We can see from video that there is a localization error in the longitudinal axis along the Eurasia tunnel. As expected, NDT based localization does not work properly here. However, since the NDT score cannot detect the distortion here, localization is not completely broken until the end of the tunnel. Localization is completely broken at the exit of the tunnel. I re-initialized the localization after vehicle exit the tunnel.

From this point on, we move on to the bridge scenario. This is one of the bridges connecting the Bosphorus and was the longest bridge on our route. Here too, we thought that NDT-based localization might be disrupted. However, I did not observe any disruption.

After this part there is another tunnel(Kagithane - Bomonti) and localization behaves similar to Eurasia tunnel. However, at the exit of this tunnel, it recovers localization on its own without the need for re-initialization.

##### Test 1 Summary

In summary, the places where there was visible deterioration with our test route were the tunnels. This was already an expected situation. Apart from this, we anticipated that we could have problems on the bridges, but I could not observe any deterioration in the localization on the bridges. Of course, it is useful to remind you at this point that these tests were conducted with a single data.

#### Test 2: Comparing Results with Ground Truth

1.) How NDT score changed ?

Along the route, only in a small section of the longest tunnel, the Eurasia Tunnel, did the NDT score remain below the expected values. However, there is a visible deterioration in localization in both tunnels on the route. As a result of this test, we saw that we cannot test the problems with the NDT score. You can see how the NDT score changes along the route in the image below. While looking at the visual, let's remember that the NDT score threshold is accepted as 2.3.

![ndt_nvtl drawio](https://github.com/user-attachments/assets/d2fcd062-856b-4dce-bd4a-8a1f49b835f4)

NDT Score (Nearest Voxel Transformation Likelihood) Threshold = 2.3

2.) Compare with Ground Truth

Ground Truth : In these tests, the post-processed GNSS / INS data was used as ground truth.

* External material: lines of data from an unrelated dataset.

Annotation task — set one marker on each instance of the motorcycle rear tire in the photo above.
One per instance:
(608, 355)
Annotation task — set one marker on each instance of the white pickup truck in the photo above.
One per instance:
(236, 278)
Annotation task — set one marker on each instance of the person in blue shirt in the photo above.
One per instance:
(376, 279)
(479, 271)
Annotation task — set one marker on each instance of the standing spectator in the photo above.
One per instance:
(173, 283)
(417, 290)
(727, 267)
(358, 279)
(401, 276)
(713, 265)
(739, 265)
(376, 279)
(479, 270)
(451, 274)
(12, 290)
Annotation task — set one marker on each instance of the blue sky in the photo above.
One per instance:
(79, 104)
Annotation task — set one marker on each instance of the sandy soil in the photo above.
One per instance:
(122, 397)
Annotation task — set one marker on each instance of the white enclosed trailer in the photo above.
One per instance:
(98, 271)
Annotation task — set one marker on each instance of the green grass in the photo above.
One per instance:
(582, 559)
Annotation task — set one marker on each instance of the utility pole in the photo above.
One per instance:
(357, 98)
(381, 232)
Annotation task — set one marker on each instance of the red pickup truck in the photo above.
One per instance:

Since the error of this ground truth data also decreases in the tunnel environment, it is necessary to evaluate these regions by taking into account the Ground Truth error.

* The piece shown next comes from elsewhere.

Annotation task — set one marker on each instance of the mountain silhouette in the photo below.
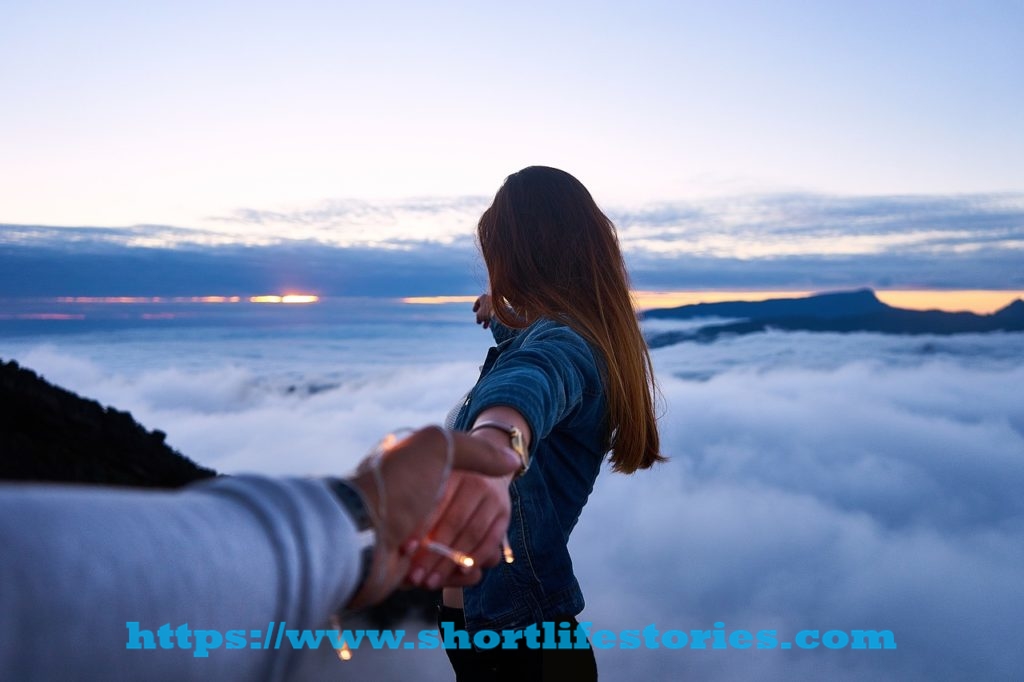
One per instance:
(843, 312)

During these tests, I compared the NDT and EKF exposures with Ground Truth and presented the results. I am sharing the test results below as png. However, if you want to examine this data in more detail, I have created an executable file for you to visualize and take a closer look at. You can access this executable file from [here](https://drive.google.com/drive/folders/145QXl6wfV7IB9NS-PzFQtsNnxnAn6a9o?usp=sharing). Currently there is only a version that works on Ubuntu at this link, but I plan to add it for Windows as well.
You need to follow these steps:

```bash
cd /your/path/show_evaluation_ubuntu
./pose_main
```

You can also update configurations with changing /configs/evaluation_pose.yaml

2d Trajectory :
![2D_Trajectory drawio](https://github.com/user-attachments/assets/4eebd34f-dc87-4a2d-a4f9-07f068a7d8d7)

2D Error :
![2d_error](https://github.com/user-attachments/assets/01f1a5a0-6fbd-4ae2-aa86-4ce7b5cdf141)

3D Trajectory:
![3d_trajectory](https://github.com/user-attachments/assets/310b5d5f-430b-4f7a-b4fd-93063fc2ea8b)

3D Error:
![3d_error](https://github.com/user-attachments/assets/6ab4a1cf-ad69-4847-8747-26efb3e9ce8e)

Lateral Error:

![lateral_error](https://github.com/user-attachments/assets/50ffba9e-b1c2-4407-90bc-002886540f9a)

Longitudinal Error:
![longitudinal_error](https://github.com/user-attachments/assets/617ca024-7c29-4556-bb62-c1e54b19fd38)

Roll-Pitch-Yaw:
![rpy](https://github.com/user-attachments/assets/68eef655-189a-4552-a99c-ab89df2136af)

Roll-Pitch-Yaw Error:
![rpy_error](https://github.com/user-attachments/assets/071cd440-d64a-49a8-bf0a-86278e174048)

X-Y-Z:
![xyz](https://github.com/user-attachments/assets/6d946f18-98f7-4297-bb1b-fad936fd1328)

X-Y-Z Error:

![xyz_error](https://github.com/user-attachments/assets/612559cc-a973-4096-9a76-3e27d87539fd)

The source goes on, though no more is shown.